Ice Princess

She was an ice princess. Not because she was cold, not at all. But she was perfectly beautiful in a crystalline way, and had a certain sharpness about her that made your senses tingle. Apparently, she made everyone's senses (and some other parts) tingle, too, but she never noticed. She was too busy being incredible, and, well, incredibly busy. Ice as she was, it seemed if she ever stopped going she'd melt.

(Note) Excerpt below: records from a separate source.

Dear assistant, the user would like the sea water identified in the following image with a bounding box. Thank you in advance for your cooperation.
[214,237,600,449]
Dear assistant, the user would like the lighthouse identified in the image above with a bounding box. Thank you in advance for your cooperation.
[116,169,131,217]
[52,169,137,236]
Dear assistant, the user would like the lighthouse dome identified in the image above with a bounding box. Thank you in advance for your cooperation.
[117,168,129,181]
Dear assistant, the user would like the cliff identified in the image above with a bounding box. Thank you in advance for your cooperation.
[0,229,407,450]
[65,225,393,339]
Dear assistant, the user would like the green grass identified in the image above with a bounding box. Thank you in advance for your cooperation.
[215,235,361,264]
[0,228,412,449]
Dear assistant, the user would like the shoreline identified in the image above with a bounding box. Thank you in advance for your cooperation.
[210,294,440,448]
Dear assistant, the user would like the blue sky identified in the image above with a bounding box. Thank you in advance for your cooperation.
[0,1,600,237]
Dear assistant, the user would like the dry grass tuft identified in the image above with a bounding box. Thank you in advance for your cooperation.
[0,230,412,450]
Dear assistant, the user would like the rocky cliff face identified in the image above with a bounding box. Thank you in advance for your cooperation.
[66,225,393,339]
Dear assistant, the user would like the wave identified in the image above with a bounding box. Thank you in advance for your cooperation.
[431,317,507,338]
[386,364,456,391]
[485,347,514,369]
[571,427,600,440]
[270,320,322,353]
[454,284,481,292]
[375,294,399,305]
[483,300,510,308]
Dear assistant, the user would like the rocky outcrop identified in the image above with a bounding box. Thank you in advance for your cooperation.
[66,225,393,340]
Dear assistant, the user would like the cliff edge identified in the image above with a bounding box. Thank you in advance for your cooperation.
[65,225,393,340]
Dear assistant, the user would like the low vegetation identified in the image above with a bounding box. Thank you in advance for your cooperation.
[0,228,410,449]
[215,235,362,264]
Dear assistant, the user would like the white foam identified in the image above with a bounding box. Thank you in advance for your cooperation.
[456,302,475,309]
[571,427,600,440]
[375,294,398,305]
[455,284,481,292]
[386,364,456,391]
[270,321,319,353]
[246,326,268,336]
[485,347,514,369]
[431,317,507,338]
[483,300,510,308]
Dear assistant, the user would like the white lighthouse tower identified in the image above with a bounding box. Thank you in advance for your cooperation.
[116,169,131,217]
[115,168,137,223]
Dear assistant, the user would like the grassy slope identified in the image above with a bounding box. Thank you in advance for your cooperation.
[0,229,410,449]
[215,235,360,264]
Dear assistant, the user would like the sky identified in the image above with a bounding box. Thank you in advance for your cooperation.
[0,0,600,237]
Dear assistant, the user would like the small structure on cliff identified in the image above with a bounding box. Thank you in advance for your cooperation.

I found her crying icicles into her April snowstorm. Pale and beautiful, though her eyes were turning red, I held her as her world shattered and let the sharp shards pierce me until the soft snow had silently covered over the cracks. I fell in love, and when I say I fell in love, I mean I fell head first into a waist-deep snowdrift of it. She and her icicle tears and windsong breath had given me a purpose, and as her world shattered, mine finally congealed. I wrapped her in something warm and black, not realizing she might melt.

And melt she did, I suppose. It was long and slow, but after almost two years of rocky adolescent love where I'd do anything for her, the thaw came with the worst possible timing. My ice princess became a real girl, vulnerable and soft, and I became a young woman, out to prove myself to the world at large, and myself. I wasn't there when she discovered her own flesh, sickly and pale. She found she had feelings, not just sparkling visions, and she began to scrape the mud off them.

Under layers of mud she found pain. It wasn't the kind of pain that could be silenced by an insulating layer of snow, either. My once-ice princess, now-girl was crying liquid tears like a storm and I had no idea what to do. I had only just learned to swim by myself after she had saved me from drowning. She was real and she needed me in a way so many people had so many times before, but this wasn't the way it was supposed to work. Fairy tales were only allowed one scary bit and we'd already had ours. As much as I had become the solid one, she was supposed to be ethereal, not broken and scared and human like everyone else.

And finally I'd realized what I could and couldn't do, that I couldn't save everyone like she had saved me. And this was a fracture a few encouraging kisses wouldn't heal. She needed time, and time was the only thing I couldn't give her. I left her in the care of old friends and new, because though her icy wings had fallen off, I was just about to finally fly.